Some of the big non-office building deals that made the list were Vornado Realty Trust’s blockbuster $707.8 million purchase of the retail condo at 666 Fifth Avenue (which ranked at No. 2) and UDR’s $630 million purchase of Columbus Square, a group of five large apartment buildings on the Upper West Side with 710 units (which ranked No. 3).

As TRD reported throughout last year, multi-family properties like the Columbus Square deal grabbed the attention of investors, as the rental market appeared to have more of a potential upside than the office market.

“Purchasers were willing to pay top dollar for residential assets for their perceived strength/stability and growth potential,” Kingsley said.

In addition to RXR, Crown, Normandy, Vornado and UDR, the mega Midtown-based teachers’ pension fund TIAA-CREF was also a buyer on one of the 10 priciest buildings to sell in 2012. The fund — with nearly $500 billion in assets — paid Related Companies approximately $542.5 million for a 70 percent stake in the rental tower MiMA at 450 West 42nd Street.

Other buyers among the top 10 in 2012 included the Indian firm Sahara India Pariwar, which bought a portion of the famed Plaza Hotel; French jewelry store Richemont, which bought the retail at the St. Regis; the Chicago-based Strategic Hotels & Resorts, which bought the Essex House, a hotel at 160 Central Park South; and Invesco, which bought the Madison Belvedere, an apartment building with roughly 400 units at 10 East 29th Street.

While no brokerage firm dominated the top 10 investment sales, Eastdil Secured’s team of Douglas Harmon and Adam Spies represented the most deals, with three transactions totaling $1.38 billion. No other firm had more than one deal.

Darcy Stacom and William Shanahan, vice chairmen at the CBRE Group, handled the largest brokered deal, representing sellers of the 666 Fifth Avenue retail condo — Carlyle Group, Kushner Companies and Crown Acquisitions.

 

Leading office leases

Manhattan office leasing experienced a parallel slowdown in activity. The overall volume of deals declined in 2012 by about a third to roughly 27 million square feet from more than 40 million square feet in 2011.

Of the biggest 10 Manhattan leases in 2012, a stunning nine were renewals, illustrating the conservative tack many companies are taking to keep spending down.

“Companies did not want to spend capital,” explained Greg Taubin, executive managing director at tenant-rep firm Studley.

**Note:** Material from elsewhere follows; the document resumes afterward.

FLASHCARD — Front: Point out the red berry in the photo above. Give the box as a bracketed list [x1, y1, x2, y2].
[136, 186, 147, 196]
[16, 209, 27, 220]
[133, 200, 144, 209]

In addition to Viacom’s 1.6 million-square-foot renewal and expansion, Morgan Stanley renewed 1.2 million square feet at 1 New York Plaza in the Financial District. (The building was later hit by Hurricane Sandy and remained closed for several weeks. The office portion of the building has reopened, but its lower-level retail is being completely reconstructed because of the storm damage.)

Other large renewals included Swiss Bank UBS signing for 920,000 square feet at 1285 Sixth Avenue and Citibank taking 475,000 square feet at 601 Lexington.

While real estate insiders repeatedly said that banks and other financial service firms were scaling back office space in 2012, those companies ended up signing some of last year’s biggest Manhattan office leases.

Indeed, four of the top 10 leases were inked by banks — three of those were renewals, and the other was a renewal and expansion.

However, their leases may be part of a regional consolidation that reduces the company’s overall New York–area office footprint, said David Berkey, an executive vice president of leasing at Midtown-based landlord L&L Holding.

“They might be expanding at [one] building, but they are consolidating from other locations,” said Berkey, speaking generally about the large financial firms.

The only relocation lease on the top 10 list was the U.S. General Service Administration’s 270,000-square-foot lease at 1 World Trade.

In addition, some of the most active tenants taking space — those in the technology and media sectors — opted for less square footage per employee in 2012. And companies in other industries may soon follow suit, said Robert Sammons, a vice president of research for Cassidy Turley.

“Those that have been leasing recently [such as tech, media and advertising] use less square footage per employee, but other industries are now doing the same,” he said.